Abstract
We characterized the landscape of DNA methylation (DNAm) across the first two decades of human neocortical development in neurons and glia using whole-genome bisulfite sequencing. We show that the rate of DNAm changes more dramatically during the first five years of postnatal life than during the entire remaining period. We further refined global patterns of increasingly divergent neuronal CpG and CpH methylation (mCpG and mCpH) into six unique developmental trajectories, within which neighboring mC levels—independent of sequence context—were highly correlated, unlike across the genome, where mCpG levels were correlated but mCpH levels were not. We then integrated paired RNA-seq data and identified direct regulation of hundreds of transcripts and their splicing events exclusively by mCpH, independent of mCpG levels, across this period of human cortical development. In addition to expanding the relationship between mCpH and gene expression, these splicing-associated cytosines and developmentally dynamic DNAm regions were associated with neuropsychiatric disease risk sequence, providing insight into the cell type and timing of dynamic epigenomic remodeling in known disease risk genes and loci.

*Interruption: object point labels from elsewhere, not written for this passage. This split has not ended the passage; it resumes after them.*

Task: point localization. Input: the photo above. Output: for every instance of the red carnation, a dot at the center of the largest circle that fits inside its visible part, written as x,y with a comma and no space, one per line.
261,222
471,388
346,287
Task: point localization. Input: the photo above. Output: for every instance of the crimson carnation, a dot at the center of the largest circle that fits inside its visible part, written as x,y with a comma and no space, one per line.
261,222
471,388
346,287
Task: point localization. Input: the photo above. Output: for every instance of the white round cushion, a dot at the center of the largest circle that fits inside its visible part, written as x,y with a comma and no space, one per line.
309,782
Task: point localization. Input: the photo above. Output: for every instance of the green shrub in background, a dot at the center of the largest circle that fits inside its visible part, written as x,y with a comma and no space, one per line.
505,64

Significance Statement By studying DNA methylation levels within neurons and glia across human neocortical development, we show that the first five years of life is a critical period of epigenetic plasticity, identify a novel role of CpH methylation in gene expression and splicing during neuronal maturation and parlay a clearer picture of methylation remodeling into better understanding of the cell type and timing of neuropsychiatric disease risk sequence activity.